Keep moving forward.
Chapter Twenty-Nine
There was a saying in Kesath, one of the many that Alaric had committed to memory back in his schoolboy days because he’d practiced writing it over and over again in the High Calligraphic script of the imperial court: If you pluck the unripe balsam-pear, you must eat the bitterness. It meant reaping the consequences of bad decisions. It meant being careful what one wished for.
It was a saying that flashed across the surface of his mind in a censorious loop as he and Talasyn hiked up the Belian mountain range, bearing heavy packs filled with supplies. The airship that had borne them from Eskaya to Belian had been left behind at Kaptan Rapat’s garrison, along with their respective guards—although in Alaric’s case it was guard, singular, in the form of Sevraim, and that had been the problem. The ruins of the Lightweaver shrine were too overgrown and fragile for any vessel to dock there, and Alaric had refused to be outnumbered by Dominion soldiers in the remote wilderness with no escape route. The Zahiya-lachis hadn’t been all too keen on entrusting her granddaughter to two Kesathese Shadowforged, either. As a compromise, only Alaric and Talasyn would set up camp at the shrine and train there and hopefully catch the Light Sever discharging, so that she could commune with it.
The end result was this—Alaric alone in the Nenavarene jungle with his wartime enemy and political bride-to-be, who was clearly still irate with him because of the quarrel on board his stormship and the one on the rooftop in Eskaya.

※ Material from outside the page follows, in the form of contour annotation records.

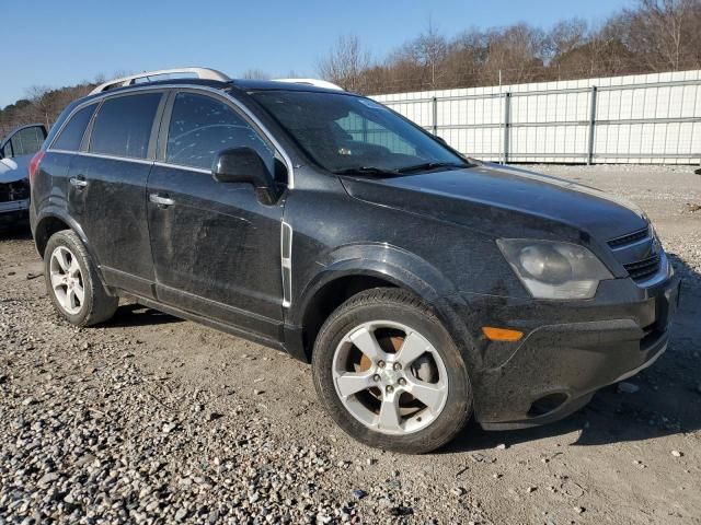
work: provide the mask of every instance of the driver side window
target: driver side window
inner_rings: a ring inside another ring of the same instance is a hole
[[[336,124],[345,132],[347,140],[353,142],[381,145],[392,153],[416,155],[416,149],[394,131],[357,113],[348,113],[345,117],[337,119]]]
[[[240,147],[254,149],[274,173],[273,150],[233,108],[206,95],[183,92],[175,96],[166,162],[209,170],[218,152]]]

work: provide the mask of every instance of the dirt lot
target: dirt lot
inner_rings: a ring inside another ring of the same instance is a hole
[[[653,219],[685,279],[671,345],[634,393],[429,456],[354,442],[274,350],[131,304],[69,326],[28,234],[0,234],[0,524],[701,523],[701,176],[543,171]]]

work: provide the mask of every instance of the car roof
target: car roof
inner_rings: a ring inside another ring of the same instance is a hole
[[[320,88],[318,85],[311,85],[298,82],[280,82],[276,80],[249,80],[249,79],[234,79],[230,81],[207,80],[207,79],[168,79],[158,80],[153,82],[141,82],[127,86],[113,88],[102,93],[91,94],[82,98],[88,101],[90,98],[97,98],[105,95],[128,93],[137,89],[142,88],[169,88],[172,85],[192,85],[193,88],[205,86],[220,91],[239,90],[243,92],[251,91],[297,91],[297,92],[314,92],[314,93],[335,93],[343,94],[347,92],[332,90],[326,88]]]

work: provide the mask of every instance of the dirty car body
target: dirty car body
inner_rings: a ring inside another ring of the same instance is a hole
[[[119,109],[107,104],[130,96],[140,97],[139,118],[147,115],[142,148],[110,150],[101,118],[117,121]],[[188,112],[216,104],[240,121],[187,124]],[[58,144],[77,119],[77,138]],[[233,150],[193,151],[222,126]],[[466,410],[487,429],[562,418],[667,347],[679,281],[640,210],[594,188],[463,158],[354,94],[214,80],[111,90],[69,106],[39,160],[31,218],[42,256],[51,235],[71,230],[110,295],[304,361],[356,294],[405,291],[458,349]],[[490,337],[490,327],[518,336]],[[383,399],[392,397],[387,382],[416,380],[371,377]],[[337,381],[346,402],[353,395]],[[438,419],[444,406],[428,408]],[[348,427],[359,421],[395,441],[423,429],[401,416],[382,433],[378,410],[379,427],[367,410],[353,412]],[[387,440],[379,443],[391,447]]]

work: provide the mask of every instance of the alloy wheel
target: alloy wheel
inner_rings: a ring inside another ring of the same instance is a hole
[[[70,315],[77,315],[85,301],[83,276],[73,253],[66,246],[58,246],[49,265],[51,288],[60,307]]]
[[[402,435],[428,427],[448,398],[448,374],[434,346],[401,323],[365,323],[333,358],[336,394],[369,429]]]

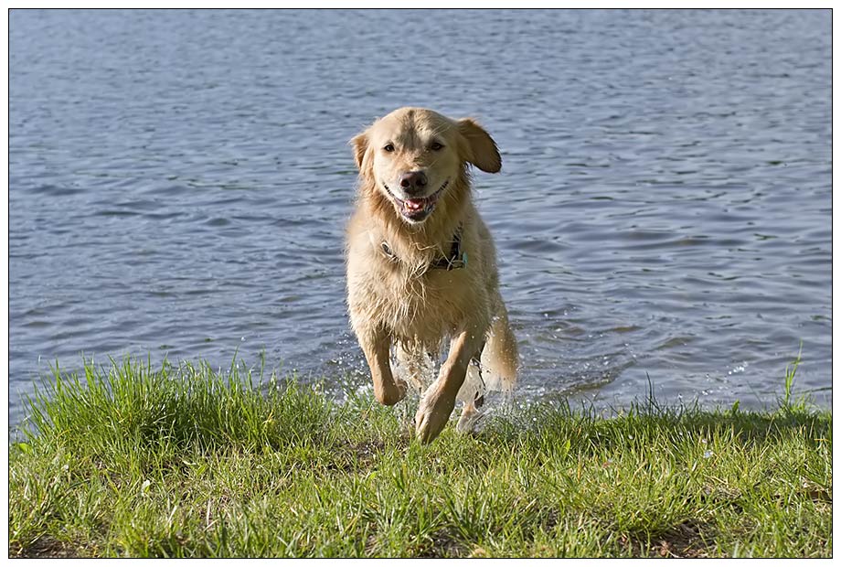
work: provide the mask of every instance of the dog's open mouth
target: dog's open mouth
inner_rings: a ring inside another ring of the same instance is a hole
[[[438,198],[441,197],[442,193],[443,193],[444,189],[447,188],[448,185],[450,185],[449,179],[444,181],[441,187],[429,197],[402,199],[392,193],[389,186],[383,183],[383,187],[386,187],[389,195],[390,195],[394,202],[397,203],[400,214],[413,222],[420,222],[432,214],[432,210],[435,209],[435,205],[438,203]]]

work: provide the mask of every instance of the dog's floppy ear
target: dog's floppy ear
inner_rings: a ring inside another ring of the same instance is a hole
[[[472,118],[463,118],[456,125],[459,134],[467,141],[465,161],[487,173],[499,171],[502,168],[502,158],[494,138]]]
[[[354,148],[354,159],[357,160],[357,167],[362,169],[362,164],[365,161],[365,153],[367,151],[368,139],[367,131],[357,134],[350,139],[350,144]]]

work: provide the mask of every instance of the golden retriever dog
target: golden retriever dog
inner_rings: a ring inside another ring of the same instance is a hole
[[[472,431],[486,390],[510,391],[516,340],[499,294],[496,253],[473,202],[469,166],[502,164],[496,144],[470,118],[401,108],[351,140],[359,168],[346,234],[347,304],[374,394],[393,405],[449,352],[415,414],[428,443],[463,402],[459,431]]]

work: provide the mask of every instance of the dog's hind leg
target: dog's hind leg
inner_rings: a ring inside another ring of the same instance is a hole
[[[467,367],[467,376],[464,378],[464,383],[462,384],[462,389],[456,398],[464,404],[459,422],[455,425],[456,431],[460,433],[474,432],[476,424],[483,415],[482,406],[484,403],[486,389],[484,380],[482,379],[480,356],[481,351],[470,361],[470,366]]]
[[[508,312],[501,297],[497,297],[496,305],[487,344],[482,350],[483,379],[489,390],[510,394],[516,383],[519,356],[516,338],[508,323]]]

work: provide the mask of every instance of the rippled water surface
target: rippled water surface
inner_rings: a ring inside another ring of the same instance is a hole
[[[346,143],[408,104],[501,148],[523,399],[770,405],[802,341],[828,404],[830,18],[13,11],[10,418],[81,353],[365,383]]]

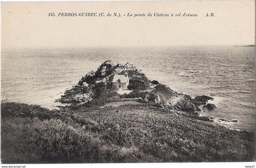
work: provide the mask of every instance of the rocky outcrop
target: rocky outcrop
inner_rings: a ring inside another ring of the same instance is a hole
[[[196,106],[205,105],[208,100],[213,100],[213,98],[208,96],[202,95],[196,96],[194,99],[191,99],[193,103]]]
[[[129,78],[129,94],[118,95],[112,88],[115,74],[127,74]],[[91,71],[79,81],[78,86],[66,91],[63,102],[72,103],[95,101],[104,103],[113,99],[141,98],[158,107],[166,107],[189,113],[199,111],[199,106],[205,105],[212,98],[203,95],[194,99],[187,95],[179,93],[157,81],[150,81],[141,70],[127,63],[122,65],[111,60],[104,62],[96,72]],[[75,88],[75,89],[74,89]],[[210,104],[207,107],[214,107]]]
[[[208,110],[213,110],[216,109],[216,106],[213,104],[207,103],[207,104],[204,105],[203,108],[207,109]]]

In truth, his own anger was dulled by the undeniable confirmation that her former comrades weren’t sheltering in Nenavar, but the weather was most assuredly not improving his disposition one bit. Early mornings in Kesath were chilly gray affairs, breath curling through the air in garlands of silver vapor. Here in the Dominion, it was already as hot as a Kesathese noon in summer and infinitely more humid—even more so than the last time Alaric had trekked here, in secret, focused only on stopping the Lightweaver before she could get to the nexus point.
It was funny how life turned out, but he was in no mood to laugh. It was so very warm.
And it didn’t help matters that Talasyn was wearing a sleeveless tunic and linen breeches that clung to her like a second skin, causing his thoughts to go down dangerous roads. He heartily blamed Sevraim for this, with all that talk of heir-making.
“Are you absolutely certain that we’re heading in the right direction?” Alaric had to raise his voice because Talasyn was several feet ahead of him, stomping amidst vines and shrubbery with a pointedness that drove home her low opinion of this little sojourn of theirs.